Do you have a link to this supposed rumour...that the Raps and Nuggz are talkin trade that is?


And while Anthony is cleary more ready than Bosh, Bosh probably has just as much potential. So, it is conceivable that the Raps could deal the 4th pick(+) for the 3rd pick whether Denver fans like it or not.


----------



## Shadows (Jun 8, 2002)

> Originally posted by <b>djmyte</b>!
> Do you have a link to this supposed rumour...that the Raps and Nuggz are talkin trade that is?
> 
> 
> And while Anthony is cleary more ready than Bosh, Bosh probably has just as much potential. So, it is conceivable that the Raps could deal the 4th pick(+) for the 3rd pick whether Denver fans like it or not.


It was posted in the espn insider that Melo was apparently available.

I would trade our #4, MOP and next years unprotected pick to Denver for Melo in a heartbeat.


----------



## traptor03 (May 13, 2003)

> Originally posted by <b>djmyte</b>!
> Do you have a link to this supposed rumour...that the Raps and Nuggz are talkin trade that is?
> 
> 
> And while Anthony is cleary more ready than Bosh, Bosh probably has just as much potential. So, it is conceivable that the Raps could deal the 4th pick(+) for the 3rd pick whether Denver fans like it or not.

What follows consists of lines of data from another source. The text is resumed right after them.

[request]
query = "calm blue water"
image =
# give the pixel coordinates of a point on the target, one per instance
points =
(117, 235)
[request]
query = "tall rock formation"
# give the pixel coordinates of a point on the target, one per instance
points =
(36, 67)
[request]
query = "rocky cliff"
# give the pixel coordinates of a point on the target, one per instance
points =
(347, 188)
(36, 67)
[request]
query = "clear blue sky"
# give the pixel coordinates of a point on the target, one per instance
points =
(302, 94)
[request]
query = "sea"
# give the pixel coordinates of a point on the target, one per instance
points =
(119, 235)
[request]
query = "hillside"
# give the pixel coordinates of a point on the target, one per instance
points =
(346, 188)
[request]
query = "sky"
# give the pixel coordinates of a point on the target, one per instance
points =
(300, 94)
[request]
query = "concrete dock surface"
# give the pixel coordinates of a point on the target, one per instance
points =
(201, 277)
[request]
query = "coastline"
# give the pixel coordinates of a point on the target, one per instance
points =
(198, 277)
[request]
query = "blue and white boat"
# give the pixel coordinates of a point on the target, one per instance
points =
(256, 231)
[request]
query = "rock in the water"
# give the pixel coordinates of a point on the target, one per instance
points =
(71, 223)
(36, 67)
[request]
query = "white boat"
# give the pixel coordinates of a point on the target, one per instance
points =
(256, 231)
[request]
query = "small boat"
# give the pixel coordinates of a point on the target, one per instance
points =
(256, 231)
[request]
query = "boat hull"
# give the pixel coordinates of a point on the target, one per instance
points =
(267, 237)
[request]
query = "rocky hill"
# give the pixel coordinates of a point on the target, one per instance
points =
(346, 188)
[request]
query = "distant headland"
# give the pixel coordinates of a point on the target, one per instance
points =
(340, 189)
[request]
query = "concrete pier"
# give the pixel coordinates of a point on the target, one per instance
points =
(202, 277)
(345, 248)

Exactly... thank you......... and it was on the espn insider... there were other teams to mind you like the bulls were giving like jwillplus 7th pick the washington wizards were giving Kwame/10 and the Grizz gasol/13.......... but unfortuanatly you have to pay to read espninsider and it wont let u copy and paste.... but ya thats the rumor... but thanks for backing me up


----------



## SkywalkerAC (Sep 20, 2002)

> Originally posted by <b>Shadows</b>!
> 
> 
> It was posted in the espn insider that Melo was apparently available.
> ...


i'm not so sure...i have big plans for the lottery pick and bosh...and we owe the cavs a pick (protected). we're going to get detroyed if we don't bolster our frontcourt.


----------



## traptor03 (May 13, 2003)

> Originally posted by <b>SkywalkerAC</b>!
> 
> 
> i'm not so sure...i have big plans for the lottery pick and bosh...and we owe the cavs a pick (protected). we're going to get detroyed if we don't bolster our frontcourt.

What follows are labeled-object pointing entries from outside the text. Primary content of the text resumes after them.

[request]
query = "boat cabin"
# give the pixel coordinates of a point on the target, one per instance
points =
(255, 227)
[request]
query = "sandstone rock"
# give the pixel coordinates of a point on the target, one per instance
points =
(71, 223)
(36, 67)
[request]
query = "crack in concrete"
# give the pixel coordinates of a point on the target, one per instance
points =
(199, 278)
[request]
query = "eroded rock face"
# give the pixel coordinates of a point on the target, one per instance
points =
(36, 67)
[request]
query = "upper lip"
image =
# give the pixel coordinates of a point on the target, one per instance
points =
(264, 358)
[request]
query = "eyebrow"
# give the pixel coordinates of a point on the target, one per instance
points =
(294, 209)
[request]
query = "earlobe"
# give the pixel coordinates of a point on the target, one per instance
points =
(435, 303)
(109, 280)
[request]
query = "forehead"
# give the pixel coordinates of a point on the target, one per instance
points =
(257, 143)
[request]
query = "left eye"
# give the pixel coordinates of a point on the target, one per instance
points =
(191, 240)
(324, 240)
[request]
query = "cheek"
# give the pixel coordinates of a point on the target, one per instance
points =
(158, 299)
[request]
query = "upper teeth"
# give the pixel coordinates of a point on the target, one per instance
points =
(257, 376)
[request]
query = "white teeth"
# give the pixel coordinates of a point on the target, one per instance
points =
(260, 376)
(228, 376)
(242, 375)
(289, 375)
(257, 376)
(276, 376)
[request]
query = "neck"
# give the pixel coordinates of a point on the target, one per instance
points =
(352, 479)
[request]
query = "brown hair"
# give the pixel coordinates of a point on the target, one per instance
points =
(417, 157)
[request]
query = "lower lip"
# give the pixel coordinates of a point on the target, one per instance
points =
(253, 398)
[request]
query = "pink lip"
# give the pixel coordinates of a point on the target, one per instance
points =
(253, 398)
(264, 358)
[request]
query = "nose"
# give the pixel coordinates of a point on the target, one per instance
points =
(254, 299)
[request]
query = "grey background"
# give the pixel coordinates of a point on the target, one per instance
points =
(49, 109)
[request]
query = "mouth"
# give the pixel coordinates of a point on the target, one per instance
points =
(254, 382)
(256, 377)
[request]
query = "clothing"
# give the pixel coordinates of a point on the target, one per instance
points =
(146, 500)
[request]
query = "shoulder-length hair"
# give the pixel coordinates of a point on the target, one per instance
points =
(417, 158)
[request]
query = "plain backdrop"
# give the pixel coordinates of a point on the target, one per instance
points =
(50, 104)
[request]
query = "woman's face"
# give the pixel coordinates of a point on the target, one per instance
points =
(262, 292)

ya a agree totally.... but I heard taht we may go after Magloire... so if that happens... that a perfect reason to try for melo..... the reaps will be busy thats all I can say


----------



## :TorontoRaptors: (May 25, 2003)

> Originally posted by <b>traptor03</b>!
> 
> 
> ya a agree totally.... but I heard taht we may go after Magloire... so if that happens... that a perfect reason to try for melo..... the reaps will be busy thats all I can say


 Once/If a deal is done with Denver for 3, we'd have very little resources to deal for Jamaal Magloire.

Apparentely the rumour was that the Raptors would send Morris Peterson in a package that would land us the Canadian kid.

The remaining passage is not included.